2. The applicability of the proviso to section 2(11)(i)(a) concerning the assessee's ability to change the "previous year."
3. Assessment of income from non-taxable territories prior to the amendment of the definition of "taxable territories" in 1950.

Detailed Analysis:

1. Interpretation of "Previous Year" Under Section 2(11)(i)(a) of the Income-tax Act:

The court examined the definition of "previous year" as provided in section 2(11) of the Income-tax Act. According to this section, the "previous year" typically means the twelve months ending on the 31st day of March preceding the assessment year. However, if the assessee's accounts are made up to a different date within those twelve months, the assessee has the option to adopt the year ending on that date as the "previous year."

The court emphasized that an assessee could have separate "previous years" for different sources of income, profits, and gains. This interpretation aligns with the practical understanding that each branch of a business is a separate source of income.

2. Applicability of the Proviso to Section 2(11)(i)(a):

The proviso to section 2(11)(i)(a) restricts an assessee from changing the "previous year" for a particular source of income if the assessee has once been assessed in respect of that source, except with the consent of the Income-tax Officer. The court had to determine the meaning of "has once been assessed" within this context.

The court clarified that "assessment" in the proviso refers to the computation of income for its inclusion in the total income. The term "assessment" does not merely mean the determination of the amount of tax payable but includes the entire procedure laid down in the Act for imposing liability upon the taxpayer.

3. Assessment of Income from Non-taxable Territories:

Before the amendment of the definition of "taxable territories" in 1950, income from non-taxable territories was included in the assessee's total world income only for determining the rate applicable to the taxable income. This income was not subject to tax under the Income-tax Act. The court had to decide whether such inclusion constituted an "assessment" under the proviso to section 2(11)(i)(a).

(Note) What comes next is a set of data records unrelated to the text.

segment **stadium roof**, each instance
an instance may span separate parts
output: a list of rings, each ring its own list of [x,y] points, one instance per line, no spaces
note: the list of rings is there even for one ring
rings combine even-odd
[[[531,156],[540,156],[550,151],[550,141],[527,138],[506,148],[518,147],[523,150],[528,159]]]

The court held that the inclusion of income from non-taxable territories in the total world income for rate determination purposes did not amount to an "assessment" of that income. The assessment, as referred to in the proviso, requires the income to be computed and included in the total income, which was not the case here.

Conclusion:

The court concluded that the assessee family had not been "assessed" within the meaning of the proviso to section 2(11)(i)(a) concerning the income from non-taxable territories included in the earlier Diwali account years. Therefore, the assessee was entitled to adopt the financial year ending on March 31, 1950, as the "previous year" for the assessment year 1950-51 for the specified source of income.

Judgment:

The court answered the referred question in the affirmative, allowing the assessee to take the year ending on March 31, 1950, as the "previous year" for the assessment year 1950-51. The assessee was awarded the costs of the reference, with counsel's fee fixed at Rs. 250.